Among the highest profile changes Matata Ponyo, formerly head of a financial research bureau and from Kabila's ruling PPRD party, replaced Athanase Matenda as finance minister, and opposition member Jean-Baptiste Ntawa Kuderwa was named budget minister.                                           

PPRD member Gilbert Tshiongo Tshinbinkubula took on the energy portfolio, while interior and security minister Celestin Mbuyu moved to the hydrocarbons ministry, the announcement said. Many deputy ministers' posts disappeared, including that of powerful deputy mining minister Victor Kasongo, who played a key role in a lengthy mining review that has yet to resolve contracts with two copper companies -- First Quantum Minerals Ltd  and Freeport-McMoRan -- in the southern province of Katanga.            
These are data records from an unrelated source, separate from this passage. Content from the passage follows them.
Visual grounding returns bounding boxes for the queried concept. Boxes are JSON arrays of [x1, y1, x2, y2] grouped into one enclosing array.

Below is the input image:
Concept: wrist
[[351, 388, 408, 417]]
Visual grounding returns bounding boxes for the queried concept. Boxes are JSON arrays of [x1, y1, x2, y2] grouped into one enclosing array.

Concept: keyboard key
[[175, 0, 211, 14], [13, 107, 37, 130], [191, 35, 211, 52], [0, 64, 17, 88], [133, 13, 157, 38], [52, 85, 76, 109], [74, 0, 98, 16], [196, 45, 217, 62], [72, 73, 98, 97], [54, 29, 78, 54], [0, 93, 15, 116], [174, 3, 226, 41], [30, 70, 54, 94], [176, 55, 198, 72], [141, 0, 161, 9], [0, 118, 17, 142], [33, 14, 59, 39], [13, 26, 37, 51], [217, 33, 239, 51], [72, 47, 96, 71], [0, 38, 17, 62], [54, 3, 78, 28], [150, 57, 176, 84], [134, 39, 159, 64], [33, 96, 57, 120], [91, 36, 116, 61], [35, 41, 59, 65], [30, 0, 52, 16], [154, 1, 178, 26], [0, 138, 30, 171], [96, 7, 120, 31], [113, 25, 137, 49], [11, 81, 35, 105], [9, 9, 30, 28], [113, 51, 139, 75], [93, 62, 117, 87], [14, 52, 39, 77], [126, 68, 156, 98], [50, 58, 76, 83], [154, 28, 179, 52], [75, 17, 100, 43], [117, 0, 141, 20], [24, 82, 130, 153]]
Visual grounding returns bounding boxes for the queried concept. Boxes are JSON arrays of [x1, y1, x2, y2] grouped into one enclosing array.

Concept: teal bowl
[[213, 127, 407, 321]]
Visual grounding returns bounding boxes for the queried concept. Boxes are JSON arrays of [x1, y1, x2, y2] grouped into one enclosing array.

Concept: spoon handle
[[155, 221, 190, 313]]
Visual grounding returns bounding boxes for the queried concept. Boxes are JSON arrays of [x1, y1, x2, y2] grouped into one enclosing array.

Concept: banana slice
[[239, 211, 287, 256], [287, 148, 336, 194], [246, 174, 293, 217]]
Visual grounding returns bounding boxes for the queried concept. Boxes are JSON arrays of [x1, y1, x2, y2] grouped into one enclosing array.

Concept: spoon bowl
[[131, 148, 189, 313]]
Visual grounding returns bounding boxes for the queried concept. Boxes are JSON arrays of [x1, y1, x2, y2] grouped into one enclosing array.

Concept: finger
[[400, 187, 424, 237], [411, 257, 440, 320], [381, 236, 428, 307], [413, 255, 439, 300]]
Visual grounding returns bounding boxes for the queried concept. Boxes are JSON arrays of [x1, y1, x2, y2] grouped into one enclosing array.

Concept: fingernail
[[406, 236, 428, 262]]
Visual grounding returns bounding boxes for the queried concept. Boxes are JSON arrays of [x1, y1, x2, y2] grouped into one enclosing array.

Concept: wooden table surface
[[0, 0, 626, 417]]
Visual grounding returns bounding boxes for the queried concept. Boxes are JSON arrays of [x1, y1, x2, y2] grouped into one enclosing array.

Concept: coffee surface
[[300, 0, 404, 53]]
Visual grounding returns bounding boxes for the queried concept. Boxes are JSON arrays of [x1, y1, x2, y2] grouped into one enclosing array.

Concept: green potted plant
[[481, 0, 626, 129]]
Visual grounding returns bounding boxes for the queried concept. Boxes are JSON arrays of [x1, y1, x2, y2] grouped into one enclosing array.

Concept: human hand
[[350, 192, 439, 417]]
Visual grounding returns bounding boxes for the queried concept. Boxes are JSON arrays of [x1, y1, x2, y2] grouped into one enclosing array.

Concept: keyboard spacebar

NO POSTS FOR FORMER REBELS                                           
As street vendors sold copies of the new government list in the busy city centre, rumours circulated that two ministers had been appointed from the former CNDP rebels -- Rwandan-backed Congolese Tutsis who expected roles as part of a peace agreement that ended fighting in eastern Congo.  

The prime minister's office said there were no posts for the former rebels whose units have been integrated into the national army -- a fact likely to anger CNDP officials.                                           

Key posts allotted to the main opposition party PALU, including that of prime minister Adolphe Muzito and mining minister Martin Kabwelelu, remained in PALU hands -- evidence that their pact with the ruling party remains intact.                                           

Most other opposition parties represented in the cabinet already fall under an umbrella group, Alliance for the Presidential Majority (AMP), which supports Kabila's government.

Nzanga Mobutu, son of dictator Mobutu Sese Seko under whose 32-year rule corruption strangled the nation, moved to vice prime minister for work, from vice prime minister for basic social needs. 

The country is still recovering from the global slowdown which halted copper mining and hit the foreign exchange reserves, and from a 1998-2003 war and decades of corruption. There is still fighting in parts of the east and north.